Redcliffe

Alistair:

Alistair remembers Connor as a toddling child, fair-haired and friendly. Eamon's pride and joy, for none of Isolde's other children survived the first weeks after birth.

This Connor is a child only in form, and Alistair's heart clenches in his chest to hear a demon's voice issue from the boy's mouth. To see Teagan like a puppet on the dais, rictus-grinning with wild eyes. To feel the demon's presence press upon the Veil - unnatural, forced, wrong - with senses honed by the templar-training he has only in the last night and day come to appreciate as useful.

Abomination, he thinks, and it hurts the pit of his stomach. Oh, Eamon. My lord arl, if the poison doesn't kill you, this will.

Beside him, Kallian Tabris watches Connor with the patient intent of a hunting hawk. Still and unflinching, even when Isolde says, "This is an elf, Connor," and the demon's voice drawls with dark satisfaction about cutting off ears.
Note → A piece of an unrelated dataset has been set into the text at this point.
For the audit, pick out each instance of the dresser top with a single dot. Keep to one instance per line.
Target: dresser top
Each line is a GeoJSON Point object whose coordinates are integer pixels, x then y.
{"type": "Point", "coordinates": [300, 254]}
Alistair's gut turns over. He can feel blood trickling down his calf from the wound he took last night, soaking the bandage. It burns under his weight. They are exhausted, all of them, even tireless Sten: another pitched fight will be too much. He focuses all his weary will upon the Veil, even as Kallian says something and Isolde replies, even as Morrigan speaks with a trace of fear cutting the amusement in her voice: "So. The boy has become an abomination and sundered the Veil."

Distantly he hears Isolde's protest, Morrigan's cutting judgement. Kallian is silent, waiting. Watching for weakness. But Alistair's attention is not in Redcliffe's great hall. He is not a templar, but he trained as one. He knows the focused meditation, as much weapon as defence, that can - however briefly - seal the Veil between the Fade and the waking world. It is easier with lyrium, so much easier, but even without it -

"Morrigan!"

He knows she won't understand the warning. It's all he can do to give her one anyway.

The demon runs, and in his - its - wake, Teagan collapses, puppet-strings cut. Alistair sinks to his knees, suddenly too weak to stand under the weight of his armour. His head swims. Kallian's hand is resting on his shoulder, a steadying grip: he leans into it, needing the connection. Needing the solidity.

"Templar," Morrigan spits. But after a moment: "Still. I suppose 'twas better than the alternative."

It must be hysteria that makes him laugh.